How to Train an Image Classification Model in PyTorch and TensorFlow?

Pulkit Sharma 20 Jun, 2023 • 9 min read

In this article, we will understand how to build a basic image classification model in PyTorch and TensorFlow. We will start with a brief overview of both PyTorch and TensorFlow. And then we will take the benchmark MNIST handwritten digit classification dataset and build an image classification model using CNN (Convolutional Neural Network) in PyTorch and TensorFlow.

This will act as a starting point for you and then you can pick any of the frameworks which you feel comfortable with and start building other computer vision models too.

If you’re new to deep learning and are fascinated by the field of computer vision (who isn’t?!), do check out the ‘Certified Computer Vision Master’s Program‘.

Learning Objective

Get an overview of PyTorch and TensorFlow
Learn to build a Convolutional Neural Network (CNN) model in PyTorch to solve an Image Classification problem
Learn to build a CNN model in TensorFlow to solve an Image Classification problem

What is Image Classification?

Image classification is one of the most important applications of computer vision. Its applications ranges from classifying objects in self driving cars to identifying blood cells in healthcare industry, from identifying defective items in manufacturing industry to build a system that can classify persons wearing masks or not. Image Classification is used in one way or the other in all these industries. How do they do it? Which framework do they use?

You must have read a lot about the differences between different deep learning frameworks including TensorFlow, PyTorch, Keras, and many more. TensorFlow and PyTorch are undoubtedly the most popular frameworks out of all in the industry. I am sure you will find endless resources to learn the similarities and differences between these deep learning frameworks.

Here is one such resource for you: 5 Amazing Deep Learning Frameworks Every Data Scientist Must Know!

What is PyTorch?

PyTorch is gaining popularity in the Deep Learning community and is widely being used by deep learning practitioners, PyTorch is a Python package that provides Tensor computations. Furthermore, tensors are multidimensional arrays just like NumPy’s ndarrays which can run on GPU as well.

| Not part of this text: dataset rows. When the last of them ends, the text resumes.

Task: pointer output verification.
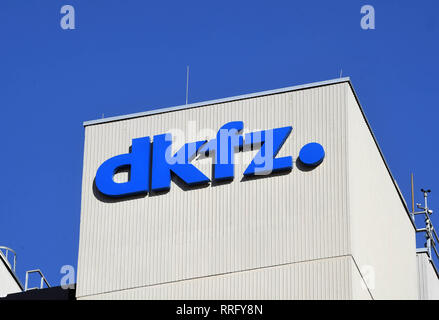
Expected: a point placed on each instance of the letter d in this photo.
(137, 161)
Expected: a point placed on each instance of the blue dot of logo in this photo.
(312, 154)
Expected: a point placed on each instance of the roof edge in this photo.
(210, 102)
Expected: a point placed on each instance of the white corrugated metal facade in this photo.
(306, 234)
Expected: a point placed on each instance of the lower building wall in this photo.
(428, 280)
(329, 278)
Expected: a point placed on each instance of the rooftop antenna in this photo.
(187, 83)
(413, 194)
(430, 233)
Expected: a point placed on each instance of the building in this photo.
(326, 220)
(9, 282)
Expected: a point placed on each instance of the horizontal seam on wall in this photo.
(217, 274)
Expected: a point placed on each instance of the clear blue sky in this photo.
(131, 56)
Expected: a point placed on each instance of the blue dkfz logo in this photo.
(151, 163)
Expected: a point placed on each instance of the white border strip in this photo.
(210, 102)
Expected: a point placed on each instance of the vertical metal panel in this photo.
(222, 228)
(304, 280)
(382, 235)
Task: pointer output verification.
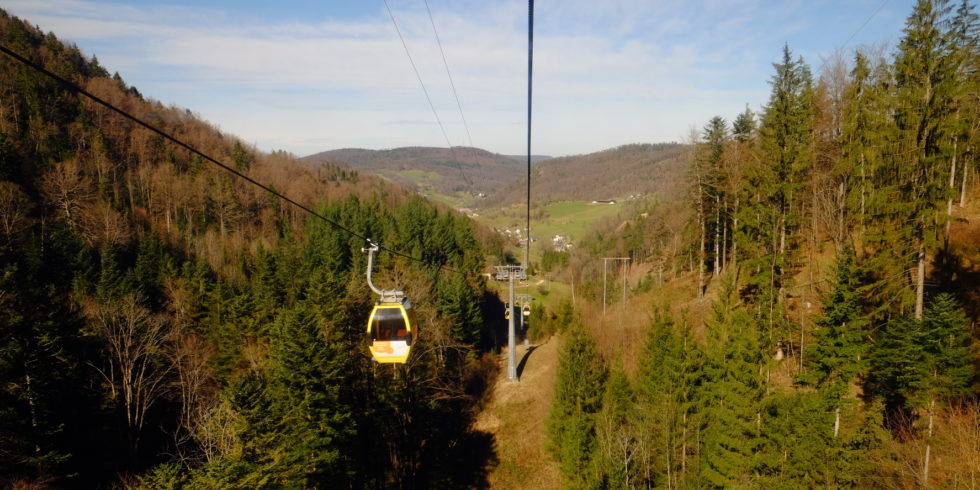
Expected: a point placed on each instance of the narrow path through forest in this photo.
(516, 417)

A distinct feature of PyTorch is that it uses dynamic computation graphs. The Autograd package of PyTorch builds computation graphs from tensors and automatically computes gradients. Instead of predefined graphs with specific functionalities.

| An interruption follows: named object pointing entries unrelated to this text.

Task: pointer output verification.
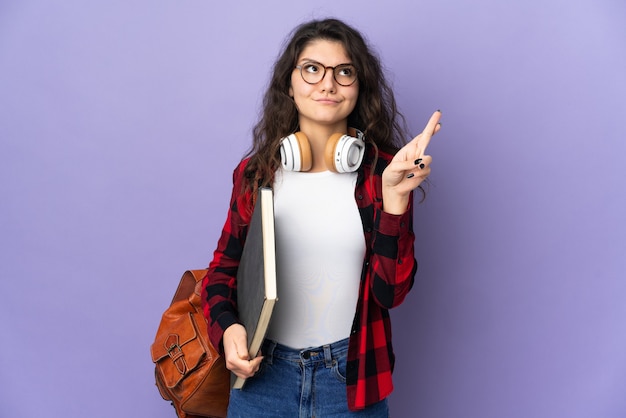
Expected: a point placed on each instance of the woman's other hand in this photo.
(408, 169)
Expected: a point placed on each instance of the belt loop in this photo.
(268, 351)
(328, 359)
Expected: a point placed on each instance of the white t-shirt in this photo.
(320, 248)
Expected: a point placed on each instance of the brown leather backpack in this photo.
(189, 371)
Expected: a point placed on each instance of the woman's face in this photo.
(326, 103)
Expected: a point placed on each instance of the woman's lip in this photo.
(327, 101)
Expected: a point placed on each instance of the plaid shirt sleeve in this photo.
(388, 274)
(219, 287)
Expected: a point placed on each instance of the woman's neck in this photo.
(318, 136)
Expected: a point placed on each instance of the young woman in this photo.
(328, 144)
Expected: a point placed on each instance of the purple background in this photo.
(121, 122)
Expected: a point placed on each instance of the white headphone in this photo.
(343, 153)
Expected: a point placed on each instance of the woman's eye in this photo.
(345, 71)
(311, 68)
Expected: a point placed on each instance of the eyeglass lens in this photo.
(314, 72)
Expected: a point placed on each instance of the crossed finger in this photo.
(424, 138)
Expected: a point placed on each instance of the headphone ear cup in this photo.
(295, 152)
(344, 153)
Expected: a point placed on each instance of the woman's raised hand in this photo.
(408, 168)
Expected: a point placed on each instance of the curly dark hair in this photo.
(375, 113)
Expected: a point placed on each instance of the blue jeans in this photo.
(292, 383)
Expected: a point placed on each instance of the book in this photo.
(256, 276)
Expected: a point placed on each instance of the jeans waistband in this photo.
(325, 353)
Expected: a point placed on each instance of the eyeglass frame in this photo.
(326, 67)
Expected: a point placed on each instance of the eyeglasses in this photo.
(313, 72)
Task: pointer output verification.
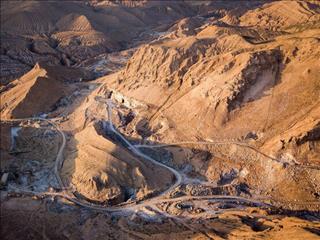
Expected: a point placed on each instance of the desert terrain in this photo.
(160, 119)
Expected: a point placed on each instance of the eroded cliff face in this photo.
(208, 80)
(224, 97)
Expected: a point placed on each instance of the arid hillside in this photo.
(160, 119)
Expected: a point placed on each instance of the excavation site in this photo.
(160, 120)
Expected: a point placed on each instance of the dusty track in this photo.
(134, 206)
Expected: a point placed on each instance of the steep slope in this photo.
(74, 31)
(104, 172)
(37, 91)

PyTorch provides a framework for us to build computational graphs as we go, and even change them during runtime. Particularly, this is valuable for situations where we don’t know how much memory for creating a neural network. You can work on all sorts of deep learning challenges using PyTorch. The following are some of the challenges:

Images (Detection, Classification, etc.)
Text (classification, generation, etc.)
Reinforcement Learning

The following are some detailed resources if you wish to learn about PyTorch from scratch:

What is TensorFlow?

TensorFlow was developed by researchers and engineers from the Google Brain team. It is far away from the most commonly used software library in the field of deep learning (though others are catching up quickly).

One of the biggest reasons TensorFlow is so popular is its support for multiple languages to create deep learning models, such as Python, C++, and R. It has detailed documentations and walkthroughs for guidance.

There are numerous components that go into making TensorFlow. The following are the two standout ones are:

TensorBoard: Helps in effective data visualization using data flow graphs
TensorFlow: Useful for rapid deployment of new algorithms/experiments

TensorFlow is currently running version 2.0 which was officially released in September 2019. We will also be implementing CNN in 2.0 version.

In case you wish to learn more about this new version of TensorFlow, check out TensorFlow 2.0 Tutorial for Deep Learning

I hope you now have a basic understanding of both PyTorch and TensorFlow. Now, let’s try to build a deep learning model using these two frameworks and understand their internal working. Before that let’s first understand the problem statement that we will be solving in this article.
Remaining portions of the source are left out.